Lundi dernier 11 écoulé, dans l'après-midi, elle se sentit fatiguée et prise subitement de vomis­sements. Nous nous empressâmes autour d'elle ; Monsieur notre dévoué Docteur, appelé immédia­tement, constata une atteinte d'influenza. Nous fîmes mettre notre bonne Soeur au lit et ses chari­tables infirmières la soignèrent avec tout le dévouement possible. Le lendemain, le mal prit un tel caractère de gravité que tout espoir de la conserver nous fut enlevé. Une paralysie des poumons se déclarait, par moment notre Soeur délirait. Monsieur notre Docteur nous conseilla de lui faire rece­voir au plus tôt les derniers Sacrements. Nous étions atterrées. Notre Confesseur ordinaire n'étant pas sur les lieux, nous fîmes prévenir aussitôt Monsieur le Curé Archiprêtre de la Cathédrale, notre vénéré Confesseur extraordinaire, qui lui administra le Sacrement de l'Extrême-Onction. La grâce du Sacrement opéra d'une manière sensible sur notre chère Soeur. Dès ce moment, le délire cessa et elle eut la consolation de recevoir en Viatique Jésus Hostie, le bien-aimé de son coeur.

Comment vous dépeindre la reconnaissance de notre chère Soeur à la vue de tant de grâces reçues en quelques instants : Remerciez avec moi Notre Seigneur, nous disait-elle.

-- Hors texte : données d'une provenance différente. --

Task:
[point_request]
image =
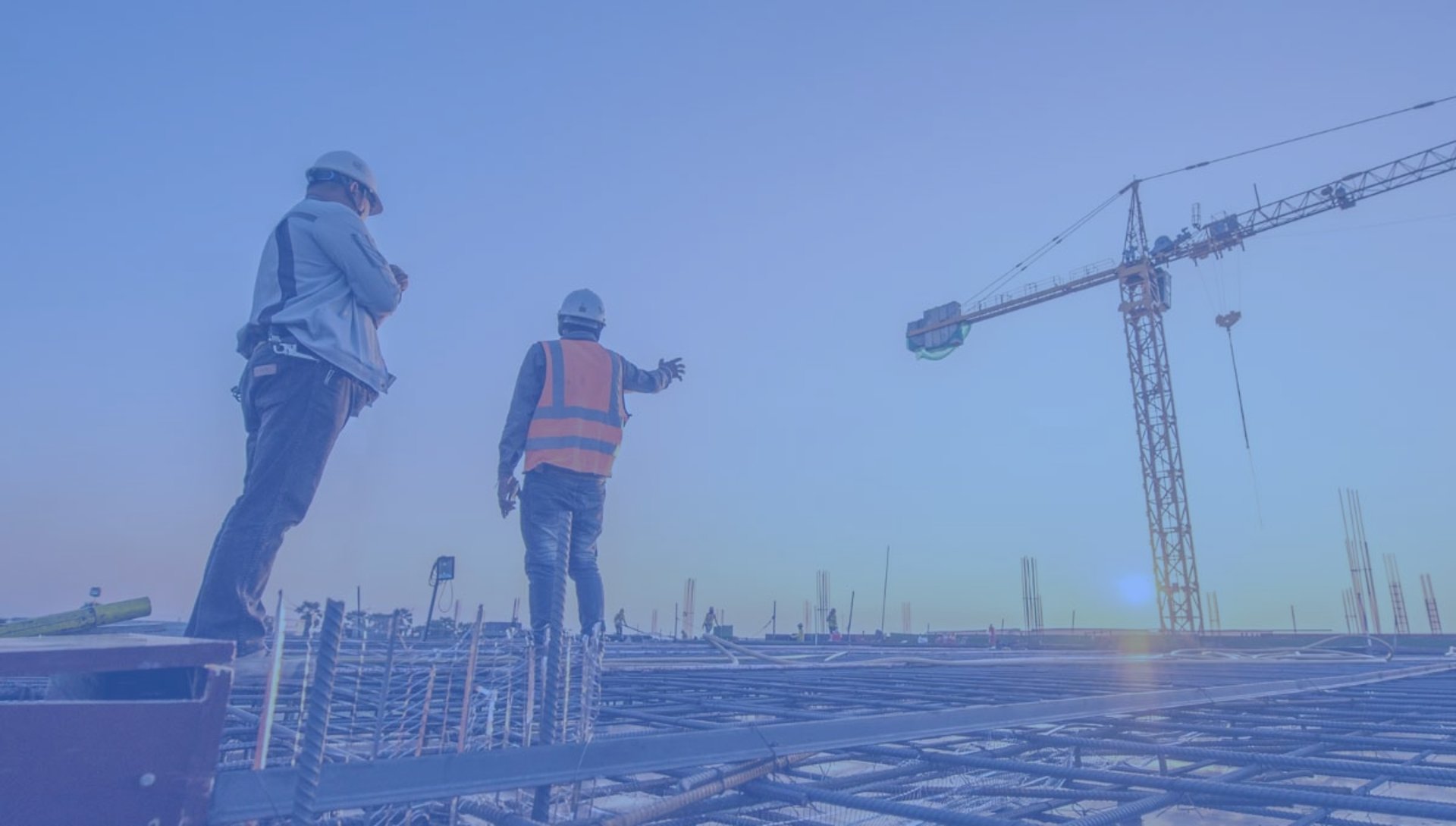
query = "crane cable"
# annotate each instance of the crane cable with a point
(1037, 254)
(1226, 321)
(1286, 142)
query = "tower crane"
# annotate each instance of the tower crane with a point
(1145, 287)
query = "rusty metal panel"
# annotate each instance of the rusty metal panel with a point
(134, 740)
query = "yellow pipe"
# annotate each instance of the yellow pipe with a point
(79, 620)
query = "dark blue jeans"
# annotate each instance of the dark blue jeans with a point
(293, 411)
(561, 520)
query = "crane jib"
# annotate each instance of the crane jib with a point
(946, 325)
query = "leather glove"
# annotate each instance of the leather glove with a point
(674, 367)
(400, 277)
(506, 492)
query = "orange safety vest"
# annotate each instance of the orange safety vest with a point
(579, 419)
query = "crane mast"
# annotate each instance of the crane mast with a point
(1169, 532)
(1145, 292)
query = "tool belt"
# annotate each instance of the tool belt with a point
(284, 343)
(280, 338)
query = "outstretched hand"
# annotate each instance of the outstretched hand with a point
(674, 367)
(506, 492)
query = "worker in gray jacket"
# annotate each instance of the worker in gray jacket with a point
(313, 362)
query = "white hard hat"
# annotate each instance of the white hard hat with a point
(582, 305)
(351, 166)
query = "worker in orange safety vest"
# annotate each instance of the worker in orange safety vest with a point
(565, 420)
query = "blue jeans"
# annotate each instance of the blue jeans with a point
(561, 520)
(293, 411)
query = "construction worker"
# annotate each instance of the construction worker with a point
(565, 420)
(313, 362)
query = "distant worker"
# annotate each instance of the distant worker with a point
(313, 362)
(566, 419)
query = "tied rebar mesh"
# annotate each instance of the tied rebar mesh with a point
(397, 697)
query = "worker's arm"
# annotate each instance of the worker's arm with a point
(639, 381)
(529, 385)
(350, 247)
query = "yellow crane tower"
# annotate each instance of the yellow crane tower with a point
(1145, 286)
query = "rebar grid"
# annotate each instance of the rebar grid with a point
(1370, 753)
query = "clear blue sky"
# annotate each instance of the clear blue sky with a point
(769, 191)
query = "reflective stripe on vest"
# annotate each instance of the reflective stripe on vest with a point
(579, 419)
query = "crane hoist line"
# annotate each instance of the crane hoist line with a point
(1147, 294)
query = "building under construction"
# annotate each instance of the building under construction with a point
(471, 729)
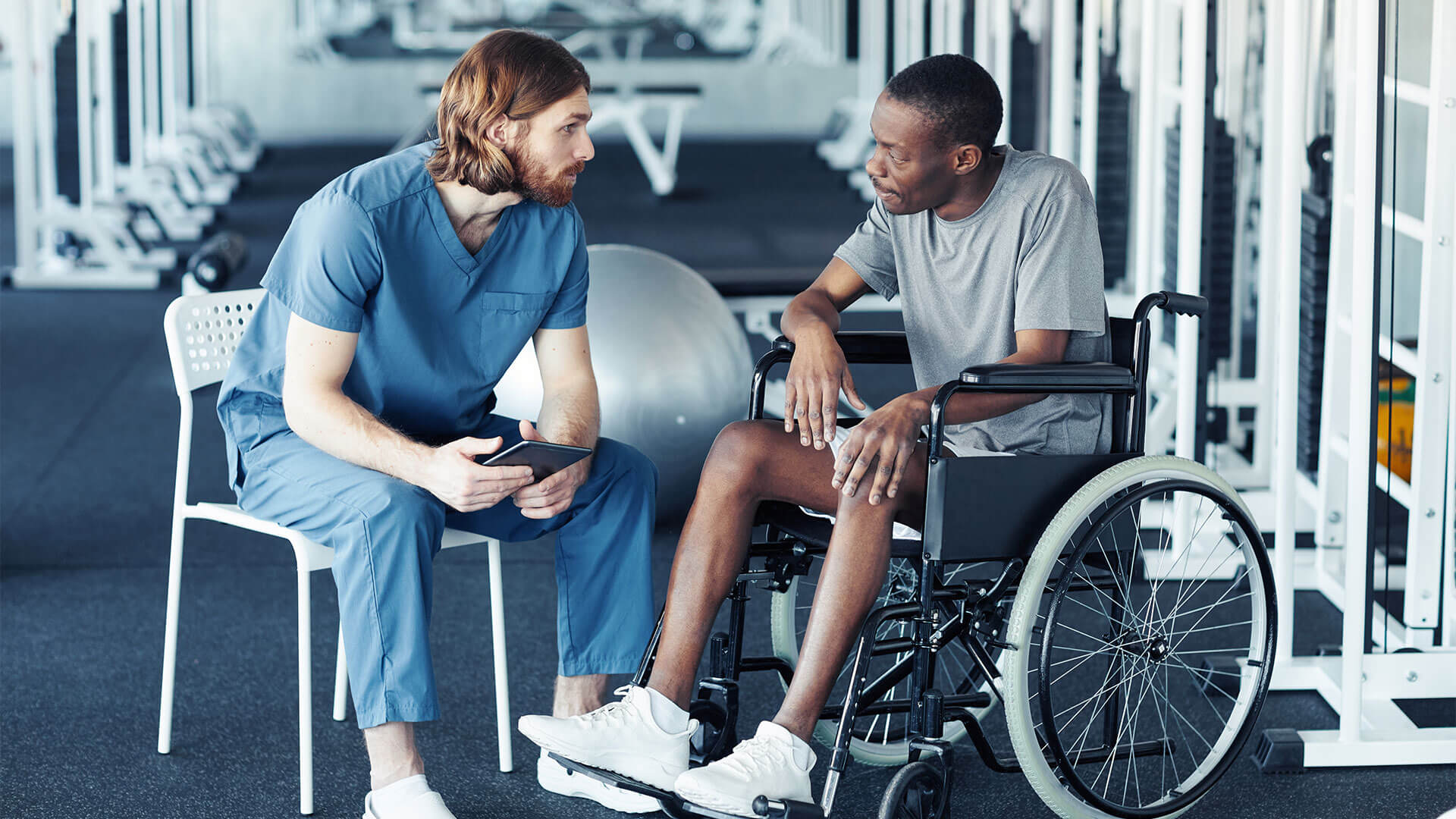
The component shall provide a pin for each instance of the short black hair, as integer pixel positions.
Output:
(956, 95)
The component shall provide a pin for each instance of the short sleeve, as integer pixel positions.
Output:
(871, 253)
(328, 264)
(1059, 276)
(570, 308)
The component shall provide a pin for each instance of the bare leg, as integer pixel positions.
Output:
(849, 582)
(579, 694)
(392, 754)
(750, 461)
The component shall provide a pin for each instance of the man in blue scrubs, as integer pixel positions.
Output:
(362, 395)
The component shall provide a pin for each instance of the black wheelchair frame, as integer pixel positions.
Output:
(1025, 491)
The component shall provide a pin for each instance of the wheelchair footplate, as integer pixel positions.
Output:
(679, 808)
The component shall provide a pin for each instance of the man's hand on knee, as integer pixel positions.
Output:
(886, 442)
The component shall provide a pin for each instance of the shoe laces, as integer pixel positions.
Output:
(612, 713)
(759, 755)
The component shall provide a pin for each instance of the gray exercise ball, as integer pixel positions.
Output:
(672, 365)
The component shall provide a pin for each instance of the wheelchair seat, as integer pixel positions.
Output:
(811, 529)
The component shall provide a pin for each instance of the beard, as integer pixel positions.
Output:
(538, 183)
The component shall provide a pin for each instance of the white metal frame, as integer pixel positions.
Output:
(1362, 687)
(202, 334)
(112, 259)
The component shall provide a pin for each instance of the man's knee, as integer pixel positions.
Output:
(625, 463)
(737, 453)
(402, 516)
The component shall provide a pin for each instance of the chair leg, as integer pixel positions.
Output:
(503, 687)
(341, 682)
(169, 646)
(305, 707)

Comprenant la gravité de son état, elle fit généreusement le sacrifice de sa vie. Cet acte lui aura été d'autant plus méritoire que notre chère Soeur redoutait la mort, mais Jésus, en retour de sa générosité,la comblée de grâces pendant les deux jours qui suivirent et qui ne furent plus pour elle qu'une souffrance et une longue agonie ; elle a conservé presque jusqu'à ses derniers instants toute sa présence d'esprit, s'unissant aux prières que nous faisions près d'elle. Dans les moments où la souffrance se faisait sentir plus vive, nous n'avions qu'à reprendre la récitation presque non interrompue du Rosaire pour voir le calme et la sérénité renaître sur son visage. Mon­sieur l'Archiprêtre, notre vénéré Père, a entouré notre chère Soeur des soins paternels et lui a renou­velé plusieurs fois la grâce de la sainte absolution.

L'heure du dénouement approchait. Jeudi soir, trouvant notre chère Soeur plus fatiguée, nous ne voulûmes pas quitter son chevet ainsi que nos Soeurs infirmières. Notre chère Soeur avait toujours sa parfaite connaissance et nous pûmes lui communiquer le contenu d'une lettre que nous venions de recevoir du seul frère qui lui restait et qui lui témoignait son affection en termes touchants ; elle fut très émotionnée, nous recommanda de lui dire qu'elle prierait pour lui lorsqu'elle serait au Ciel.

Après Matines, celles de nos Soeurs qui, moins éprouvées que les autres par l'épidémie, avaient pu aller à l'office, se joignirent à nous pour prier auprès de notre chère agonisante. Vers 11 heures, nous comprîmes que le moment de la séparation était arrivé, notre chère Soeur ne nous entendait plus et la pâleur de la mort couvrait son visage ; nous récitâmes à nouveau les prières de l'agonie. A 11 heures et demie, elle expira paisiblement, semblable à une enfant qui s'endort dans les bras de sa mère.

Nous aimons à espérer que notre chère Soeur jouira bientôt de la vue de son Bien-Aimé dans la céleste béatitude. Cependant, comme il faut être si pur pour paraître devant Dieu, nous vous prions, ma Révérende Mère, d'avoir la bonté de lui faire rendre au plus tôt les suffrages de notre saint Ordre et d'y joindre par grâce une Communion de votre sainte Communauté, une journée de bonnes oeuvres, les indulgences du Via-Crucis, celles des Six-Paters, une invocation au Sacré-Coeur de Jésus, à Marie-Immaculée, à Saint Joseph, objet de sa tendre dévotion, à Notre Sainte Mère Thérèse, à Notre Père Saint Jean de la Croix et à Saint Michel Archange. Elle vous on sera très reconnaissante, ainsi que nous qui avons la grâce de nous dire avec le plus profond respect,

Ma Révérende Mère,

De votre Révérence,

La très humble Soeur et servante,

Soeur LOUISE DE JÉSUS,

De notre Monastère de Notre Père Saint-Joseph,. de Notre Sainte Mère Thérèse, des Carmélites de Carpentras, ce 18 janvier 1892.